8.針で刺す
*エグイ表現があります。苦手な方はバックしてください。
新世紀になっても旧時代、旧古世紀の遺物というものは少なからず残っている。最先端の学校群のすぐ横にさびれた塔があるとは思いもしなかった。たどり着いて、ルナはその暗黒の中にたたずむ塔を見上げた。崩れかけたレンガ。苔の生えた建物。ガラスの無い窓。円筒形の塔と背の低い屋敷のセットだった。屋敷というにはおこがましいのかもしれない。半分むき出しの室内はもうその時代の面影を消し去っていた。
「こっちの鐘つき塔の方だ…」
少し息を切らしながら、ヴィオが蒼ざめた顔で呟いた。

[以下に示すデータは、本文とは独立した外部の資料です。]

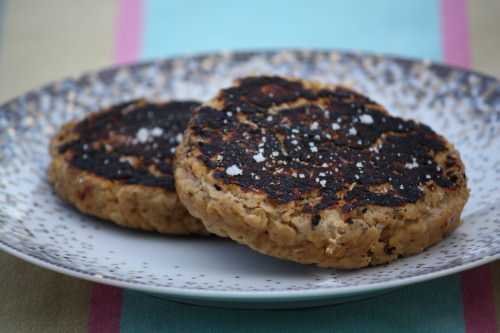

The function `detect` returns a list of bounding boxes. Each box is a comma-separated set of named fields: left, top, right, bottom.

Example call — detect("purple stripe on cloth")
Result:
left=441, top=0, right=471, bottom=67
left=462, top=265, right=497, bottom=333
left=115, top=0, right=144, bottom=64
left=88, top=283, right=123, bottom=333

男性にしては少しほっそりとしたその指を塔に向けて上げる。とその表情が一気に固まった。
「くっ…」
耐え切れない、という様に反らす彼を見て、ルナはおそるおそるそちらを見上げた。
―途端、血の気が引いた。
もはや生のある者のいないそのさびれた塔の方、四角いガラスの無い裸窓の奥で、黒い塊が見える。それはもう何かは分かっていた。人だ。人間の目にはよくわからないが、傍に居たカインは血臭がする、と呟いた。どうしてこんな近くで、立て続けにこんな事が…茫然としていた自分を叱咤し、遅れてきた現場捜査官に激を飛ばす。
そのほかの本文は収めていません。